Evet Alper'le barışmıştık. Beni bulmasaydı neler Gökhan kim bilir bana neler yapmıştı. Ölmekten beter durumda olacaktın belki de...
Hâlâ yoluna koymamız gerek çok şey vardı zamanla bunları da hallecektik. Hamza amca ve Ümmühan teyzenin keyfine diyecek yoktu. Barışırsak kurban vaat etmişler meğer. Hamza amca hemen kurbanı kestirmişti. Bir kurban da anne babam iyileştiğim için kestirmişti. Alper benim adıma şiddet gören kadınlar derneğine yüklü miktarda bağışta bulunmuştu. Hepsi benim içindi. Bundan daha fazla sevildiğimi hissedemezdim herhalde...

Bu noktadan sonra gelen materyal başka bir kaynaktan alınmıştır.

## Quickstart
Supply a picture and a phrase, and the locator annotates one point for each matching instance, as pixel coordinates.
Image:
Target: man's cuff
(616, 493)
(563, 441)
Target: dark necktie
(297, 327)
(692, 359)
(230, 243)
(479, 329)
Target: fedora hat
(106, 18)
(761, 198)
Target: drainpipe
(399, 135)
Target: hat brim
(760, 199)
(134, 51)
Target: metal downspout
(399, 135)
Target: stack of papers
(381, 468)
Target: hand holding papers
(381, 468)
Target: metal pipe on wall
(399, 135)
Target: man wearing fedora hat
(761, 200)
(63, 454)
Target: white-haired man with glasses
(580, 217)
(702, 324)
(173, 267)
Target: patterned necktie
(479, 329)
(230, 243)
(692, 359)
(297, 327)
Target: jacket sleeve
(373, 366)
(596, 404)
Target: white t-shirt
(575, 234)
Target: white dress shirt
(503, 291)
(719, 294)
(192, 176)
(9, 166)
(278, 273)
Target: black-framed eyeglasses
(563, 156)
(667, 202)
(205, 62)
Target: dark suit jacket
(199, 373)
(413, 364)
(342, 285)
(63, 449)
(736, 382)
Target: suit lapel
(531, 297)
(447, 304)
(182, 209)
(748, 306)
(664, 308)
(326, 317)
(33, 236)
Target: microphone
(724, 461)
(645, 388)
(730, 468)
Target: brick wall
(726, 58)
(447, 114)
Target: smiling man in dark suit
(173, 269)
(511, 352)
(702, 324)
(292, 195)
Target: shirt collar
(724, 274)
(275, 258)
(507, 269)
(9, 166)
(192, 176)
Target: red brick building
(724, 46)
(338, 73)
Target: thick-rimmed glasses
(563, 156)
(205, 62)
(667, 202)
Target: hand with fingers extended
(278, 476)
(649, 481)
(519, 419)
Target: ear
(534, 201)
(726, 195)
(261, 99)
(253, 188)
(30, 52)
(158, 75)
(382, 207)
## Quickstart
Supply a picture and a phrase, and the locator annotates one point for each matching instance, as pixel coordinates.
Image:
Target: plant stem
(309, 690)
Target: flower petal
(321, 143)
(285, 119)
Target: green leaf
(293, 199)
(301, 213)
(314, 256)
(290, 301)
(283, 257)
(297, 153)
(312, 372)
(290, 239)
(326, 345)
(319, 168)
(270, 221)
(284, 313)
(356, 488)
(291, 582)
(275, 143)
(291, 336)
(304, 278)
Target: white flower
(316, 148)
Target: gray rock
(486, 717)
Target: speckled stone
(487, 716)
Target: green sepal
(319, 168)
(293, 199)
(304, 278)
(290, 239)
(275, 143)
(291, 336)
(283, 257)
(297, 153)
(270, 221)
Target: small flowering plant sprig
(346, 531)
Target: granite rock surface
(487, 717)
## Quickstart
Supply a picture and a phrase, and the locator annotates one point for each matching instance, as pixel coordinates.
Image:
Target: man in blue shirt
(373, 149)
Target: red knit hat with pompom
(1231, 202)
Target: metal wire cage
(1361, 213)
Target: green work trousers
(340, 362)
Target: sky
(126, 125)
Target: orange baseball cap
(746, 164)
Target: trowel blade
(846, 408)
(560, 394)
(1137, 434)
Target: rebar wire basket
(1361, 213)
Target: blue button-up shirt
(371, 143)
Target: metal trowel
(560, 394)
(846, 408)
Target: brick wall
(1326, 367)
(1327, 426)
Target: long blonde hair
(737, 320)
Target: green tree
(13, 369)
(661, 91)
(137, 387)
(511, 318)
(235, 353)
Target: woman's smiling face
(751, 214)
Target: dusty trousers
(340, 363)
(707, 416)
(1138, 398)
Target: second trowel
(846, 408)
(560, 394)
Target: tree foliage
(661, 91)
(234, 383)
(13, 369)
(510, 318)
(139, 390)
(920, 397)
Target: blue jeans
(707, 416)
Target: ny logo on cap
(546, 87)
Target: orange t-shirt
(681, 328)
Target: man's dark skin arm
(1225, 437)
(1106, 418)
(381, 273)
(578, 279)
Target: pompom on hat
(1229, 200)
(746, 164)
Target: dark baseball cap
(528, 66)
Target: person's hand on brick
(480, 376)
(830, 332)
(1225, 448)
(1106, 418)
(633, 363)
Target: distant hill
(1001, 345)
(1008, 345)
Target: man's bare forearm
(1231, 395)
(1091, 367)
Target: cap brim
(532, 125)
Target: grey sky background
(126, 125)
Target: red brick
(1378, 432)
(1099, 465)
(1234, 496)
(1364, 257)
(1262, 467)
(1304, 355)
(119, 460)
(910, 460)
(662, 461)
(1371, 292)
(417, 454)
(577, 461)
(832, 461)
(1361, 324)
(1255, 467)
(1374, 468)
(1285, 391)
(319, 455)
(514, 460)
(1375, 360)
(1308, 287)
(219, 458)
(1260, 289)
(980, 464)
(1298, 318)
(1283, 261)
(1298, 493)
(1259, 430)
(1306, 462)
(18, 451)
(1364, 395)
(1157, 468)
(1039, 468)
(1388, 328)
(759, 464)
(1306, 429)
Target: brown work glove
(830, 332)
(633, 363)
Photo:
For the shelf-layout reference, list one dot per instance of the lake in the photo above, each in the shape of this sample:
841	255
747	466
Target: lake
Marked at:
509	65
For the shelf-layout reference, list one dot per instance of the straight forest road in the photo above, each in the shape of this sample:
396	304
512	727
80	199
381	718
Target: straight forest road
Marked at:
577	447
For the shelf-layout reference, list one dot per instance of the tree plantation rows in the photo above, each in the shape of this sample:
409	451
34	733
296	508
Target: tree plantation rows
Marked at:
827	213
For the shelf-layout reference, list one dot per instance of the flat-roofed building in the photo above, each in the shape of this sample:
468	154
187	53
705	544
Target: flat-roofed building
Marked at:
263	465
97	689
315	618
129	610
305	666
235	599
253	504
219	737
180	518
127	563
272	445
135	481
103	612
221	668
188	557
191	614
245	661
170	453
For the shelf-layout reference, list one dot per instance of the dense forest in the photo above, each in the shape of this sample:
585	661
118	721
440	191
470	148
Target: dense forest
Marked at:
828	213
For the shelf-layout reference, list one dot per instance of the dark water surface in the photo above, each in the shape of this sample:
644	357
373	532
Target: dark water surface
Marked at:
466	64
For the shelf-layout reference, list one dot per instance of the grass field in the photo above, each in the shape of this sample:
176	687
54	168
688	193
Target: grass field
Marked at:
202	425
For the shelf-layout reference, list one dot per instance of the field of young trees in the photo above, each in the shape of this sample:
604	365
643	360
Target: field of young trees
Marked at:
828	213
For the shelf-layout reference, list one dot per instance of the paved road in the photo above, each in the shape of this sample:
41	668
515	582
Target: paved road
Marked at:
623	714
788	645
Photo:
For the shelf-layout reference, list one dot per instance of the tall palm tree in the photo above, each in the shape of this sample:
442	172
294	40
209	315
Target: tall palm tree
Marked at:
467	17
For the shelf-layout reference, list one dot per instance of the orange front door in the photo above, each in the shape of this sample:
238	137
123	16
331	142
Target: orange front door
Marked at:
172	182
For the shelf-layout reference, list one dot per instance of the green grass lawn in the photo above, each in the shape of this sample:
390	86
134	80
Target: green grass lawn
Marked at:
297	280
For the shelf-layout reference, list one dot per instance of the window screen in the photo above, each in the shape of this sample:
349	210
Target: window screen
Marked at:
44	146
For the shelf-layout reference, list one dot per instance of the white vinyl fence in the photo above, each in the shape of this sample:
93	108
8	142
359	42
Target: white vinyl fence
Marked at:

Görevli yemeği getirmiş Alper'le akşam yemeği için başbaşa kalmıştık. Aylar öncesine gitti aklım. İlk kez Alper'in sıcak sevecen olduğunu o zaman keşfetmiştim. Benimle ilgilenmesi okadar hoşuma gitmişti ki. Bana karşı tüm gardını indirmişti. Gerçi kaza sonrası geçmişi hatırlamdığı içindi tavırları...
"Ne düşünüyorsun?" Kaşık elimde duraksadım. Kendimi suç üstü yakalanmış hırsız gibi hissetmeme neden olmuştu. Kaşığı kenara bıraktım. Boğazımı temizledim.
"Aylar öncesini gittim. Yine böyle beraber hastane odasında yemek yemiştik. O kadar sevgi doluydun ki. " Alper meraklı bir edayla sarı kaşlarını kaldırdı.
"Şimdi değil miyim"
"Hayır, öyle demek istemedim. Eski tavır ve davranışlarını düşündüğümden beni çok şaşırtmıştı. Beklemediğim bir şeydi." Alper gülümsedi.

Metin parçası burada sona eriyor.